The goal of this mini blog is to trace the steps that led me from my father’s Danish memorabilia to a several-year search for the people and places involved in Stoney Mitchell’s war-time experiences. I plan to add to this blog, albeit at a somewhat desultory pace whenever I have no exciting leads to pursue. So, check back every so often to see if I have added an update on the next step I took in my search for information.
In the Beginning
Undoubtedly I heard my father Stoney Mitchell telling friends and family on his return to Australia about his escapades in Denmark after the Lancaster on which he was navigator was shot down in March 1945, but as a babe in arms I was too young to form memories of those tales. A cigarette case with an etched map of Denmark on the lid, two Danish identity cards with different photographs of my father in the name of Harald Nielsen, and three Danish paintings were such an integral and ever-present part of growing up in the family home in Adelaide, South Australia, that I never questioned their significance. My only relevant recollection is of my father telling me that the painting with a landscape showed the view from the room in which he was protected by Danes who hid him from the occupying Germans. In my childhood memory, the farm house was the only place he stayed in Denmark and he was there for 3 weeks, but now I know that this was just one of seven safe houses in which Stoney hid over a 24-day period before being smuggled to Sweden.

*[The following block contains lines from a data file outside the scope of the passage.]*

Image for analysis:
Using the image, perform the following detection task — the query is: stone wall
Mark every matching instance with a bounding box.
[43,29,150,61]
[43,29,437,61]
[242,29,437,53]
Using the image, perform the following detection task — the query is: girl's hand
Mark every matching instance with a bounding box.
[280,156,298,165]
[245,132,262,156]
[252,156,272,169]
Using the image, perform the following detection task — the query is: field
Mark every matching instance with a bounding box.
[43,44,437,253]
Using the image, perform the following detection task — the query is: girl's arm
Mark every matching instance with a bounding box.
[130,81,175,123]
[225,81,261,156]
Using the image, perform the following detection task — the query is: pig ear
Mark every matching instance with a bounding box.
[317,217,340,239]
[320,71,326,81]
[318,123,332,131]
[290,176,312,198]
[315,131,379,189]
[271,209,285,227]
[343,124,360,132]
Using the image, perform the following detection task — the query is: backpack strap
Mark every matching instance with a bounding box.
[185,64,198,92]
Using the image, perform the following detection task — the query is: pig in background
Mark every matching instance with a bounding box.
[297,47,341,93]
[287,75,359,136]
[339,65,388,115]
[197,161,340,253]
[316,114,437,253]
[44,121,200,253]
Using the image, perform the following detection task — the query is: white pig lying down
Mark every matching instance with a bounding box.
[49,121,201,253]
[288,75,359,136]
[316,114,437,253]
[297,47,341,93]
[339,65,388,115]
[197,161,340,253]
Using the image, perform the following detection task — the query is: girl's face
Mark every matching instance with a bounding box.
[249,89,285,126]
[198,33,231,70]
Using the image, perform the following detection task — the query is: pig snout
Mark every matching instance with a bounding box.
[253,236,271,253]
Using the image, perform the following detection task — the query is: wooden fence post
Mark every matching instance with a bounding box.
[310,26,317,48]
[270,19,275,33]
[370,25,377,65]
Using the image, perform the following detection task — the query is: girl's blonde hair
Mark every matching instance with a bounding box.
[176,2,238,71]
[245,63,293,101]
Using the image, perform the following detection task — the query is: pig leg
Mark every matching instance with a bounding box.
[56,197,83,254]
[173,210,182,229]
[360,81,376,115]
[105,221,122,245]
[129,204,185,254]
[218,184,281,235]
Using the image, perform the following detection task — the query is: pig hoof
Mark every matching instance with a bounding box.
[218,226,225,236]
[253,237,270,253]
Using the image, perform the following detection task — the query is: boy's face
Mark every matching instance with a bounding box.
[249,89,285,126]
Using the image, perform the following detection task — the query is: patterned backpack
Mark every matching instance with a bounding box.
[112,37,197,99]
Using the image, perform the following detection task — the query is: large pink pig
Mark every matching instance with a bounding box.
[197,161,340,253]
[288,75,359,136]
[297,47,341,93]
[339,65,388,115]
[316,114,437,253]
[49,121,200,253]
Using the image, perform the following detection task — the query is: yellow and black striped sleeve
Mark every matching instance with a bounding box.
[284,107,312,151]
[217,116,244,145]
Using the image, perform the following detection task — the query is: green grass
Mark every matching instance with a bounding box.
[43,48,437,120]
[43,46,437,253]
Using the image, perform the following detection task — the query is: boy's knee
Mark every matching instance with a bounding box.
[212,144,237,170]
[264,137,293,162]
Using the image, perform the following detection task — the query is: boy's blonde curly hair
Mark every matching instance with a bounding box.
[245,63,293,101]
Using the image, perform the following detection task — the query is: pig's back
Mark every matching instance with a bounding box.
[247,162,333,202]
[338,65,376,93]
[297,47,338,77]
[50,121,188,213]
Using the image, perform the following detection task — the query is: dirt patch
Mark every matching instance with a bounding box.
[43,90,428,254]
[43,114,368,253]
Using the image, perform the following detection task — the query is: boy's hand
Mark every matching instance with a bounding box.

My father Stoney Mitchell kept in touch with several of his Danish helpers during the post-war years, and my parents planned to visit Denmark when returning to Australia from a holiday in England in 1959; however, we were unable to do so due to travel complications. Not until 1976 did my parents make that trip to Denmark, but by then I was living in Canada, married, raising a child, and pursuing an academic career. Denmark was a dormant topic in my life and might well have remained so if not for a chance conversation between two of my Australian cousins who then let me know that the web site Airwar Over Denmark not only had a page about the crash of my father’s Lancaster but a photograph of my father. I was beyond amazed when I saw that the photograph was contemporary with the one of Stoney’s false Danish ID cards – clearly taken on the same day and at the same place but differing in details such as the direction Stoney is glancing. That gave me the idea that I might be able to locate the brick wall in the background of the image, and in June 2011 I was able to stand at the very location in the back garden of a house in Herning where the photographs had been taken in March 1945.
What’s in a name? Stoney or Harold?
My father’s full name, as given in his birth certificate, was Harold Albert Stoney Mitchell, but he was known by different monikers depending on person and place. Professionally, as a solicitor, and formally, as President of the Moree Rotary Club, he used the name H.A.S. Mitchell. To his mother in his childhood he was “Boy”, to distinguish him from his twin sister Kath, who was “Girl”. To other members of his Australian family, including older siblings and various nieces and nephews, he was Harold. But to his friends he was known by his third given name of Stoney, the family surname of his paternal grandmother Sarah Stoney from Ireland. Thus Stoney was not a nickname and had no reference to his personality.
Two ID Cards
My father Stoney Mitchell has two false identity cards made in Denmark.
More on what’s in a name? Harold or Harald?
When Resistance members in Denmark forged false identity cards for Allied evaders, it was essential to choose a Danish name that the evader could recall spontaneously if questioned by authorities. Evaders were “tested” by the Resistance in practice sessions to ensure that they could state and sign their false name quickly and accurately; if not, another name was selected. Writing 32 years later, Mervyn Bertie who co-evaded with my father, reported “I was first allotted Nils Nielsen which was later changed to Peter Nielsen as I was more consistent with the latter signature.” For my father, the Danish Resistance chose his first given name of Harold. With a minor spelling modification the English Harold became the Danish Harald, and solicitor Harold Albert Stoney Mitchell became konsulent Harald Nielsen on his false identity card. Merv and Stoney were required to present their identity cards when the car taking them from one safe house to another was stopped by a German patrol. Toldstrup, the senior Danish Resistance member accompanying Merv and Stoney, blustered his was through the checkpoint by insisting they were all on their way to an important meeting. Consequently, the two Australians only needed to hand over their ID cards without having to speak.